Tears filled my eyes. Mum Mum was her other grandmother, and she died two months after her cancer diagnosis. My granddaughter misses her and brings her up often.
After a few weeks, which seemed like an eternity, my oncotype test score came back. This test determines how likely the cancer is to return. The lower the score, the lower the chance. My score was low enough 1) to predict a very low likelihood of return (although not a guarantee). and 2) it was low enough to eliminate chemotherapy from my treatment plan and send me straight to radiation therapy. Despite any difficulty radiation could cause, I was thrilled and full of hope.

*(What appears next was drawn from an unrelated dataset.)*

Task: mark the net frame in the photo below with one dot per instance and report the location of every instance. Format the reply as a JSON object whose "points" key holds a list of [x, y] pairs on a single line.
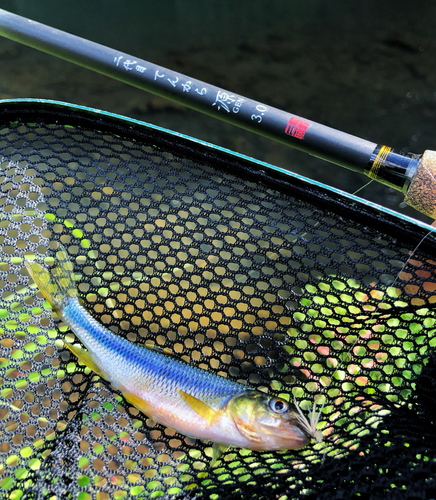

The pathology from my surgery showed clean margins and no infected lymph nodes. So why radiation? Radiation pursues any rogue cells that might have escaped with the surgery and traveled into the bloodstream and kills them. The treatments are cumulative, and I’ve had four. The only thing I’ve noticed is fatigue, but it took me a few days to recognize the fatigue because the night before the first treatment I slept less than three hours. It took me two days to get over the lack of sleep. Now when I feel fatigued I realize it's possibly the radiation.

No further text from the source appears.